Friday, November 6, 2009

How Many Axes Can Be Made?

Newspaper folks used to think that, while everyone has his own ax to grind, most people were grinding one or another version of the same couple of axes. The length and brand name might be different, but, as we were taught, there were two sides to a story, we tried to get both, and people who were dissatisfied with us thought we hadn't sharpened their side of the ax enough.

A blogger named Tyler Cowen, who appears to be an economist, posted a sort of throwaway question on his blog, "Marginal Revolution": Should the New York Times drop its sports section to save money? This, of course, is the same question the New York Times has been fencing with since it added food and wine and other topics to the daily paper in the 1970s, in that pre-everything era: Should the New York Times devote itself only to serious political and cultural topics, for its serious political and cultural readers who feel that having less serious matters in the Times lessens the sense of their own seriousness they expect reading the Times to give them? The Internet has made that question harder, but it's essentially the same question as: If Oprah recommends reading your novel "The Corrections," does that mean you its writer are not an artist?

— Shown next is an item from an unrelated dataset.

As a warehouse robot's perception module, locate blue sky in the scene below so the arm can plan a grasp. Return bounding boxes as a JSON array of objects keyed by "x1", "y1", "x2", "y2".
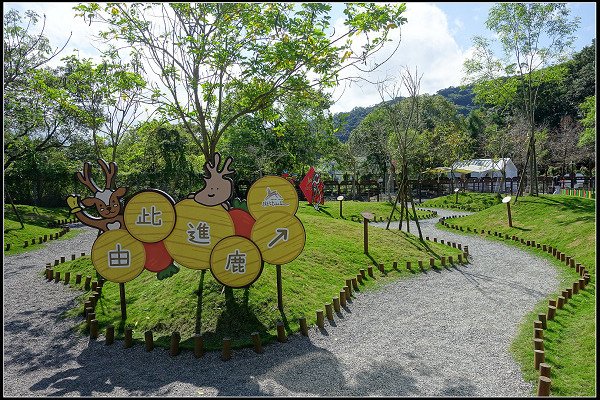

The question isn't that interesting, but the range of responses is, and really shows why our friend the newspaper is in such straits. Some examples, with comment:

"You have to wonder, does The Times really need 103 people working at the Metro desk? Does it even need 50? Does the paper need 14 book editors? My guess is, there are quite a few people that could be cut without drastically undermining the quality of the paper." Posted by Brian J. I wonder, if the Times came into Brian J.'s workplace and started asking how many fewer people it could run with, his reaction would be: What the heck do you know? But everyone thinks they know how a newspaper should run.

"The sports section is the best part of almost all newspapers because it is the section that is within the personal area of expertise of the largest part of their readership. If they screw that up, they'll lose more readers than they lose from screwing up any other section. The NYT can live without comics, but it can't live without sports." Eric, I suspect a lot of NYT readers would say that the sports section is the farthest from their personal area of expertise.

"America would be a better place if the NY Times failed -- the NY Times is a truly crappy journalistic product and it crowds out superior rivals." Thanks, Newsjunky, and if it's so truly crappy, why does it crowd out superior rivals? We've seen it's not the business acumen of its owners.

Nobody buys the NY Times for the sports section. They buy it for the A news section, for the Science on Tuesdays, for the Lifestyle sections on weekends and the Week in Review. Outsider, please get together with Eric above.

"The NY Times Sports section only concerns itself with 1 issue, RACE. Bill Rhoden is a joke. Every article re mgmt vs players......fans vs players.....mgr vs players always and everywhere goes back to....yep u guessed it...RACE....without player as slave metaphor u really don't have a NYT sports section." Well, at least this brings us newsroom types back to the most-familiar ax.

"maybe if the NYT would break more stories like this:
'The CIA relied on intelligence based on torture in prisons in Uzbekistan, a place where widespread torture practices include raping suspects with broken bottles and boiling them alive, says a former British ambassador to the central Asian country'
Instead we have to rely on the internet for real news." Well, perhaps. This is from a left-leaning Web site called Rawstory, which is based on a speech he gave, which was rebroadcast by the Real News Network, which is a Canadian-based operation that seems, from a cursory review, to be the 2009 equivalent of Pacifica radio or Ramparts or a really good underground newspaper. In other words, they may well be legitimate stories, but there are legitimate stories on Fox News as well. The question is: What is your motivation in putting them into play -- i.e. to what degree do you check for facts that are discordant with your theory of the world, or does the theory (the triumph of conservatism, the need for social justice, whatever) create its own facts? In a world where every story exists to further a worldview, newspapers -- which have their own biases to be sure, but whose base worldview is "what happened?" and not "why?" -- appear flaccid and irrelevant.

"I read an article in the Sunday Travel section, about a place that I visited a few months ago, that was a parody of what is wrong with the Times. The writer completely missed the main reasons one would want to visit the place and wrote mainly about motorbiking with his friends and trying to pick up girls. It managed to combine being annoying with giving no information to potential travellers about why you would want to visit the destination or what to do when you get there." And here's the other problem newspapers face -- their love of "the interesting well-told tale" over people who are looking for basic information. Let's say this is about Chiang Mai. The reader above went to Chiang Mai and saw the sights, enjoyed the cuisine, and looks to other articles to tell him of interesting places. The editor of the Times Travel section is bored by stories about sights, cuisine and interesting places. He or she may even be bored by stories about Chiang Mai. He or she wants to read something he or she hasn't read before. This will appeal to a number of readers, but not as many -- and presto, we're back to Gourmet magazine.